I later hear this fight was hours in the making as the instigator plotted his strategy over lunch. "He was saying, 'Should I hit him from behind or should I just go right into him?'" That might explain the milk. I still couldn't get over the broken window and how nobody got cut.
Thus it was for most of the fights I witnessed in high school, which were often short, anti-climactic and peculiar. A kid in gym class walks through the locker room with a blood stained face like nothing has happened. A boy runs down the hall holding a bleeding hand after being stabbed with a comb. Two guys hit and run down the hall between classes; blink and you'll miss them. Two girls do the same. A fight in the middle of a crowd is more NHL than MMA, with neither person able to get the other one's shirt off.
But the championship bout in the ring of awkwardness goes to a dust-up in my freshman typing class. People were coming back from lunch, and the two instigators were first in the door. It started with a shoving match, as so many of them do, and soon they were clenched in combat, shoving typewriters aside.
A beleaguered substitute teacher saw it and made a limp attempt to ring the bell. "Hey! Hey! Oh, somebody break them up."

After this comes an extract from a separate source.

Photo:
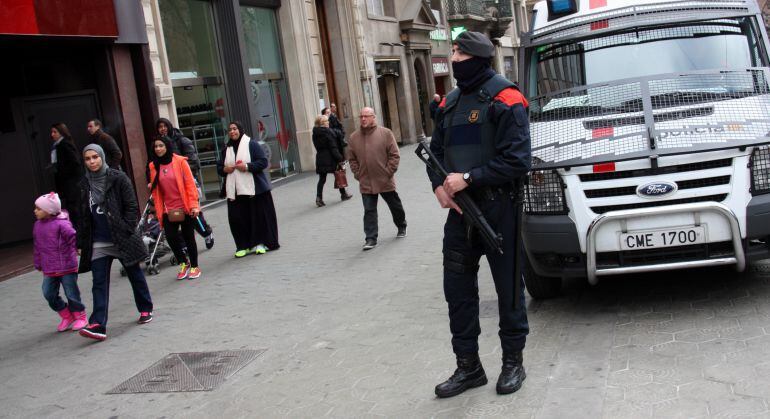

She motioned to me. "Call the office!"
I carefully strode over to the intercom button as the two aggressors shoved each other into a neutral corner.
"Office," crackled the voice through the giant grey speaker.
"We need a principal in here!" said the flustered fill-in.
The two kept pounding each other until they either gave out or somebody else broke them up -- I forget which. The summoned principal arrived and escorted them to the office shortly before class resumed.
Having the first set of eyes on the combat, my peers soon pried for information the next day: "Is it true they were throwing typewriters at each other?"
Rumors are so cute when they're young. "No. But they did shove a few back."
The regular typing teacher, now back at the helm, saw it as a teaching moment. "You know, if you all break something in here, you have to pay for it," she warned the class.
That could end up being an unintended improvement, with the rooms aging fleet of IBM Selectrics dating back to the 1960's.